[petsc-users] DMPlex with AMR
Yann Jobic
yann.jobic at univ-amu.fr
Sun Nov 5 12:45:27 CST 2017
Dear PETSc expert,
I first correctly solve the advection/diffusion equation, with the
advection/diffusion of a gaussian, in a rotate field.
I'm using finit element, with PetscFE and the velocity field is in an
auxillary one, in order to correctly set the residual and the jacobian.
Then, i would like to use p4est, with AMR. To do that, I re-use the
example : "petsc/examples/src/dm/impls/forest/examples/tests/ex2.c"

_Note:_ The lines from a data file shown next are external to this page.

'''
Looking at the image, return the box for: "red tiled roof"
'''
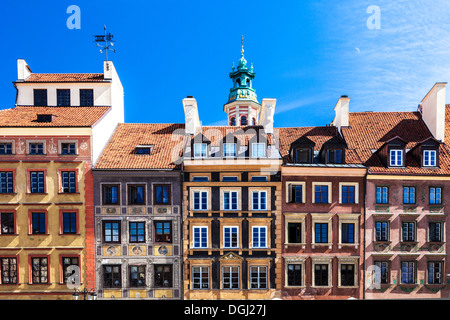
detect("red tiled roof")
[25,73,104,82]
[342,112,450,175]
[0,106,110,127]
[95,123,186,169]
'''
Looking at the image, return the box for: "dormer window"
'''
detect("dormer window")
[223,143,236,157]
[389,149,403,167]
[136,146,153,154]
[423,150,436,167]
[194,143,208,158]
[327,149,343,164]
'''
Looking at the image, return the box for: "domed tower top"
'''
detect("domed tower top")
[224,36,261,126]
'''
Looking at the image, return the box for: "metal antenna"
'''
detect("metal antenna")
[94,26,116,61]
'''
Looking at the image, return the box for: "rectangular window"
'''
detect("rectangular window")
[102,185,120,205]
[287,264,302,286]
[428,261,442,284]
[222,266,239,289]
[314,185,328,203]
[252,227,267,248]
[103,264,122,288]
[314,264,328,286]
[129,222,145,242]
[154,264,172,288]
[31,212,46,234]
[30,171,45,193]
[194,143,208,158]
[80,89,94,107]
[223,191,238,210]
[428,222,442,242]
[327,149,343,164]
[103,221,121,243]
[389,149,403,167]
[130,266,145,287]
[401,261,416,284]
[62,212,77,234]
[28,142,44,154]
[252,191,267,210]
[33,89,47,107]
[376,187,389,204]
[250,266,267,289]
[341,186,355,203]
[423,150,436,167]
[341,264,355,287]
[314,223,328,243]
[402,222,416,242]
[0,142,12,155]
[374,261,389,284]
[153,185,170,204]
[0,212,15,234]
[61,171,77,193]
[287,222,302,243]
[56,89,70,107]
[403,187,416,204]
[31,257,48,284]
[154,221,172,243]
[375,221,389,241]
[223,143,236,157]
[252,143,266,158]
[430,187,442,204]
[61,142,76,155]
[223,227,239,248]
[341,223,355,243]
[192,267,209,289]
[0,257,17,284]
[193,191,208,210]
[0,171,14,193]
[128,185,145,205]
[61,257,80,284]
[193,227,208,249]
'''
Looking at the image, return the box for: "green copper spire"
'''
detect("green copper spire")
[227,36,258,103]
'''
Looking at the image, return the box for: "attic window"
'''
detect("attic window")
[37,114,53,122]
[136,145,153,154]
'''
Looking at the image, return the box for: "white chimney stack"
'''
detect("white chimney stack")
[420,82,447,141]
[331,96,350,132]
[17,59,32,81]
[259,98,277,134]
[183,96,202,134]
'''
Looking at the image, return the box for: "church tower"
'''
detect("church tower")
[223,37,261,126]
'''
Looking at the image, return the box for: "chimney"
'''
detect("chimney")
[17,59,32,81]
[259,98,277,134]
[331,95,350,132]
[183,96,202,134]
[419,82,447,141]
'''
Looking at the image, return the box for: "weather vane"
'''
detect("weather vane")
[94,26,116,61]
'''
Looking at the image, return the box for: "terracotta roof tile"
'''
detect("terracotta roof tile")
[95,123,187,169]
[0,106,110,127]
[24,73,104,82]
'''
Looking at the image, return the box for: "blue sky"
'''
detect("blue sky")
[0,0,450,127]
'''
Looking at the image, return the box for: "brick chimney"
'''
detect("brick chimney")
[419,82,447,141]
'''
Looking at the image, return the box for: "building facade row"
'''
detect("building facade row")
[0,52,450,300]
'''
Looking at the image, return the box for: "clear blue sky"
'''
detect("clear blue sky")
[0,0,450,127]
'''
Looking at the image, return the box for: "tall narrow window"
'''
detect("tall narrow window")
[31,257,48,284]
[61,171,77,193]
[376,187,389,204]
[80,89,94,107]
[56,89,70,107]
[0,171,14,193]
[403,187,416,204]
[222,266,239,289]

I create a "base" DM, which has everything : PetscFE, PetscDS, the
boundaries, ... Then, i correctly adapt the mesh, by using :
ierr = DMForestTemplate(base,comm,&postForest);CHKERRQ(ierr);
ierr = DMForestSetAdaptivityLabel(postForest,adaptLabel);CHKERRQ(ierr);
My problem is that nothing happens when i'm solving the system, i.e. my
initial solution does not move, or diffuse.
That would mean that i didn't correctly transfer the problem definition.
I tried to attach everything to the adapted mesh, without succes.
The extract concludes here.